Unfortunately at present, the cost of making bioplastics from these materials is currently more expensive than making them with petroleum. However, Dr. Nakas believes that the wood-based plastics being developed in his lab could be very cost-competitive with oil-based products in the near future.

This promising research could lead to replacing conventional, oil-based plastic products with environmentally-friendly plastics.

Forest biomass represents an enormous reservoir of renewable carbon-rich material. It also has the potential to be used as stock for the production of a wide variety of industrial and commodity products, ranging from paper, lumber and platform chemicals to a variety of fuels and speciality chemicals including biodegradable polymers. The total amount of plant biomass accumulated globally amounts to approximately 182 trillion kg, while only 5 trillion kg are utilized (primarily for cereal/oil, sugar and wood). Lignocellulosic biomass comprises approximately 50% of the global biomass and is by far the most abundant renewable organic resource on earth.

The rapid growth of oil-based plastics production has been a Twentieth Century phenomenon, obviously due to the extraordinary versatility and until recently, relatively low cost of conventional petroleum-based stocks. Built for the long haul, these environmentally recalcitrant plastics are being produced at alarming annual rates of production, estimated at over 91 billion kg in 2000, with over 36 billion kg being produced in the United States alone.

The packaging industry represents one of the largest areas of plastics’ growth, utilizing the four major commodity resins, polyethylene, polypropylene, polystyrene and polyvinyl chloride in a variety of applications including films, flexible bags and rigid containers. These conventional plastic materials have the advantages of reasonable cost, strength and durability. However, these same qualities contribute to their accumulation and considerable ecological and environmental concerns.

Although recycling efforts have evolved, daunting quantities of single-use non-recyclable plastic material continues to fill landfills and incinerators throughout the United States and the World. Each year, over 10 million tons of plastics are discarded as waste in the United States and Europe. Ignoring the obvious associated problems of waste-disposal, incineration of plastic waste brings about secondary environmental pollution with the production of potentially harmful toxins.

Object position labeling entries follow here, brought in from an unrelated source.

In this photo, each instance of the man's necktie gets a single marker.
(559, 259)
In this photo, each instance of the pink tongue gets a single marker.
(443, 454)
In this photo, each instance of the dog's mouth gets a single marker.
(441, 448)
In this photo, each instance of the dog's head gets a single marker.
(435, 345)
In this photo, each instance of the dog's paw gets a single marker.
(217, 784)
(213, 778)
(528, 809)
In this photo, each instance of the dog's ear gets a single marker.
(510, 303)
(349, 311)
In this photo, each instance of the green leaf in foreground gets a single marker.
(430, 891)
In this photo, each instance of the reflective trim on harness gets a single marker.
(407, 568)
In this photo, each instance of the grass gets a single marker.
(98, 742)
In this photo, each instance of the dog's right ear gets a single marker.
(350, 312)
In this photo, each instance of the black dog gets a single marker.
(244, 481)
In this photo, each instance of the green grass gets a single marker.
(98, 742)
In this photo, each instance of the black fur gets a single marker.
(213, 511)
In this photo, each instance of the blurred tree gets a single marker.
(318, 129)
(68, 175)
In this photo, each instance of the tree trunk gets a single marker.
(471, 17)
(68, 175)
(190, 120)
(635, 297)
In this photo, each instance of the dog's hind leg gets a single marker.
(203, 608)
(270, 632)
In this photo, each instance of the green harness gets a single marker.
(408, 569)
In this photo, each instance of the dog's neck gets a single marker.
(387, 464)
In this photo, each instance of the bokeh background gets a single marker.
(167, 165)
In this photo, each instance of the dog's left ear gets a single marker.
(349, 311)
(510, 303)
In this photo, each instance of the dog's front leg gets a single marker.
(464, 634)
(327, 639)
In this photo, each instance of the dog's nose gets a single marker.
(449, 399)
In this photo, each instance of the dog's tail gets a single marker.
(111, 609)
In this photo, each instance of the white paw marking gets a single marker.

Recent heightened interest in the area of biodegradable polymers is indicated by the increase in worldwide consumption of biodegradable polymers from 14 million kg in 1996 to 68 million kg in 2001. However, when compared to over 70 years of research and development devoted to improving the production and performance of synthetic oil-based plastics, scientific progress regarding bio-based and biodegradable polymers is clearly in its early stages with current production costs. There is also a lacklustre consumer acceptance for the more expensive ‘Green’ generation of products which has hindered their advancement.

There have been other important factors that have discouraged commercialization of degradable polymers during their initial appearance in the late 1980s and early 1990s. There were no clear, well-defined standards for industries and governmental agencies to evaluate and confirm degradability claims, leading to ‘confusion and misunderstandings.’ Now, unambiguous and scientifically credible standards have been established to prove the products’ degradability and the relatively recent advances in polymer chemistry and biotechnology have helped to establish a growing degradable-plastics industry.

Clearly, use of renewable resources, such as those derived from forest biomass and willow could contribute to substantial reductions in use of non-renewable oil-based plastics. The commercialization of biodegradable polymers should continue to increase, especially in markets where plastics products have very short, single-use applications.